O que a flora bacteriana de padrão anaeróbio sugestiva de gardnerella vaginalis realmente indica
O padrão anaeróbio em um exame de flora vaginal refere-se à presença predominante de bactérias que se desenvolvem na ausência de oxigênio. Quando o laudo menciona flora bacteriana de padrão anaeróbio sugestiva de gardnerella vaginalis, ele está indicando que a maioria das colônias ou células observadas se assemelha morfologicamente a Gardnerella, com redução ou ausência dos lactobacilos normalmente dominantes. A Gardnerella vaginalis é uma bactéria Gram variável, anteriormente classificada como Haemophilus vaginalis, que faz parte do microbioma vaginal mas, quando prolifera excessivamente, causa a vaginose bacteriana. O diagnóstico não é apenas pela presença da bactéria, mas pelo desequilíbrio ecológico — os lactobacilos, que mantêm o pH ácido e inibem o crescimento de patógenos oportunistas, são deslocados.

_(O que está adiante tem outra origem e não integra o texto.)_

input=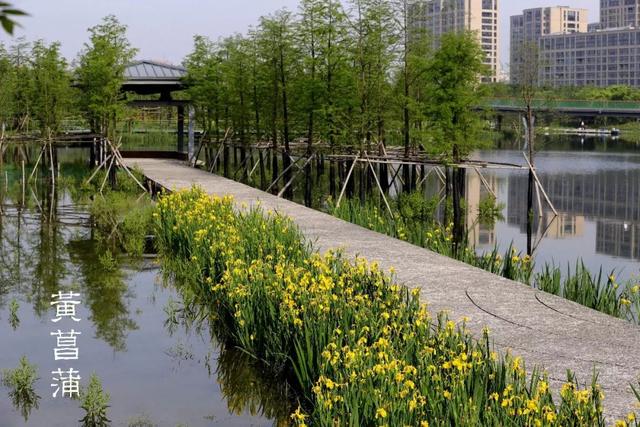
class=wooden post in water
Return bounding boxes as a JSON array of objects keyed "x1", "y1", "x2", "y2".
[{"x1": 178, "y1": 105, "x2": 184, "y2": 153}]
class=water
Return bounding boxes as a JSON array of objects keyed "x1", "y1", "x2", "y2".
[
  {"x1": 0, "y1": 160, "x2": 288, "y2": 427},
  {"x1": 467, "y1": 137, "x2": 640, "y2": 279}
]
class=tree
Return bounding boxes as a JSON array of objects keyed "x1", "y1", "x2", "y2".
[
  {"x1": 426, "y1": 32, "x2": 487, "y2": 252},
  {"x1": 424, "y1": 32, "x2": 487, "y2": 163},
  {"x1": 512, "y1": 42, "x2": 540, "y2": 255},
  {"x1": 0, "y1": 1, "x2": 27, "y2": 34},
  {"x1": 31, "y1": 40, "x2": 71, "y2": 136},
  {"x1": 77, "y1": 15, "x2": 136, "y2": 137},
  {"x1": 184, "y1": 35, "x2": 221, "y2": 140},
  {"x1": 0, "y1": 44, "x2": 16, "y2": 133},
  {"x1": 350, "y1": 0, "x2": 398, "y2": 149},
  {"x1": 257, "y1": 10, "x2": 296, "y2": 194}
]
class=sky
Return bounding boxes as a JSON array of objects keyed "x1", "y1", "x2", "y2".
[{"x1": 0, "y1": 0, "x2": 599, "y2": 68}]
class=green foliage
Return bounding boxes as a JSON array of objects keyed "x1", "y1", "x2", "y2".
[
  {"x1": 185, "y1": 0, "x2": 485, "y2": 161},
  {"x1": 9, "y1": 298, "x2": 20, "y2": 331},
  {"x1": 478, "y1": 195, "x2": 504, "y2": 226},
  {"x1": 156, "y1": 190, "x2": 604, "y2": 427},
  {"x1": 425, "y1": 33, "x2": 486, "y2": 162},
  {"x1": 0, "y1": 39, "x2": 74, "y2": 137},
  {"x1": 80, "y1": 373, "x2": 111, "y2": 427},
  {"x1": 0, "y1": 1, "x2": 27, "y2": 34},
  {"x1": 2, "y1": 356, "x2": 40, "y2": 422},
  {"x1": 329, "y1": 193, "x2": 640, "y2": 324},
  {"x1": 76, "y1": 15, "x2": 136, "y2": 137},
  {"x1": 31, "y1": 40, "x2": 71, "y2": 136}
]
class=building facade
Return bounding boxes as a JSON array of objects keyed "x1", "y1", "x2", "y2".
[
  {"x1": 540, "y1": 28, "x2": 640, "y2": 87},
  {"x1": 511, "y1": 0, "x2": 640, "y2": 87},
  {"x1": 600, "y1": 0, "x2": 640, "y2": 29},
  {"x1": 410, "y1": 0, "x2": 500, "y2": 82},
  {"x1": 509, "y1": 6, "x2": 588, "y2": 83}
]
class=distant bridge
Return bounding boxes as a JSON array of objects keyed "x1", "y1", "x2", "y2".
[{"x1": 482, "y1": 98, "x2": 640, "y2": 118}]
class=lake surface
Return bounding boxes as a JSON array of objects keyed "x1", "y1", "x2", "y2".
[
  {"x1": 0, "y1": 160, "x2": 288, "y2": 427},
  {"x1": 467, "y1": 137, "x2": 640, "y2": 279}
]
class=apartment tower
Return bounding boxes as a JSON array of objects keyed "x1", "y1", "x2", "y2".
[
  {"x1": 509, "y1": 6, "x2": 588, "y2": 83},
  {"x1": 600, "y1": 0, "x2": 640, "y2": 29},
  {"x1": 511, "y1": 0, "x2": 640, "y2": 87},
  {"x1": 410, "y1": 0, "x2": 500, "y2": 82}
]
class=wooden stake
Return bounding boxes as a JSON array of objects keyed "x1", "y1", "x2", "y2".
[
  {"x1": 278, "y1": 154, "x2": 316, "y2": 197},
  {"x1": 367, "y1": 154, "x2": 395, "y2": 218},
  {"x1": 473, "y1": 167, "x2": 498, "y2": 200},
  {"x1": 336, "y1": 154, "x2": 360, "y2": 208},
  {"x1": 522, "y1": 153, "x2": 558, "y2": 216}
]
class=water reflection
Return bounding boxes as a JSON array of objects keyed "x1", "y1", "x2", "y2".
[
  {"x1": 164, "y1": 286, "x2": 297, "y2": 426},
  {"x1": 467, "y1": 146, "x2": 640, "y2": 278},
  {"x1": 0, "y1": 150, "x2": 292, "y2": 427}
]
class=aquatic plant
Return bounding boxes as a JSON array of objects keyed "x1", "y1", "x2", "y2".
[
  {"x1": 127, "y1": 414, "x2": 158, "y2": 427},
  {"x1": 329, "y1": 196, "x2": 640, "y2": 323},
  {"x1": 9, "y1": 298, "x2": 20, "y2": 331},
  {"x1": 154, "y1": 189, "x2": 616, "y2": 426},
  {"x1": 2, "y1": 356, "x2": 40, "y2": 422},
  {"x1": 80, "y1": 373, "x2": 111, "y2": 427}
]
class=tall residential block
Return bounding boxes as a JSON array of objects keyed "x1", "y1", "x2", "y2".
[
  {"x1": 509, "y1": 6, "x2": 588, "y2": 83},
  {"x1": 540, "y1": 28, "x2": 640, "y2": 87},
  {"x1": 600, "y1": 0, "x2": 640, "y2": 29},
  {"x1": 410, "y1": 0, "x2": 500, "y2": 82}
]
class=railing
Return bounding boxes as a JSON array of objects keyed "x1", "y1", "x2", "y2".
[{"x1": 482, "y1": 98, "x2": 640, "y2": 112}]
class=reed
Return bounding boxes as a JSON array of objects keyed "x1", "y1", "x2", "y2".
[
  {"x1": 154, "y1": 189, "x2": 620, "y2": 426},
  {"x1": 329, "y1": 200, "x2": 640, "y2": 324}
]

Na prática, isso significa que um laudo assim não configura por si só uma doença. Precisa ser correlacionado com critérios clínicos. O critério de Amsel, amplamente utilizado, exige pelo menos três dos quatro itens a seguir: pH vaginal acima de 4,5, presença de clues cells (células epiteliais recobertas por bactérias) em esfregaço corado por Gram ou KOH, odor fístulo positivo após adição de KOH 10%, e secreção vaginal homogênea esbranquiçada ou acinzentada. A presença dos quatro critérios tem sensibilidade de cerca de 98% para vaginose bacteriana. Já o escore de Nugent, feito por coloração de Gram e avaliado microscopicamente, classifica a flora em três categorias: 0-3 pontos indica flora normal com predominância de lactobacilos, 4-6 pontos representa intermediário, e 7-10 pontos é diagnóstico de vaginose bacteriana. Esse método é considerado padrão-ouro, mas depende da experiência do microscopista e não é tão rápido quanto o teste de pH ou o odor com KOH.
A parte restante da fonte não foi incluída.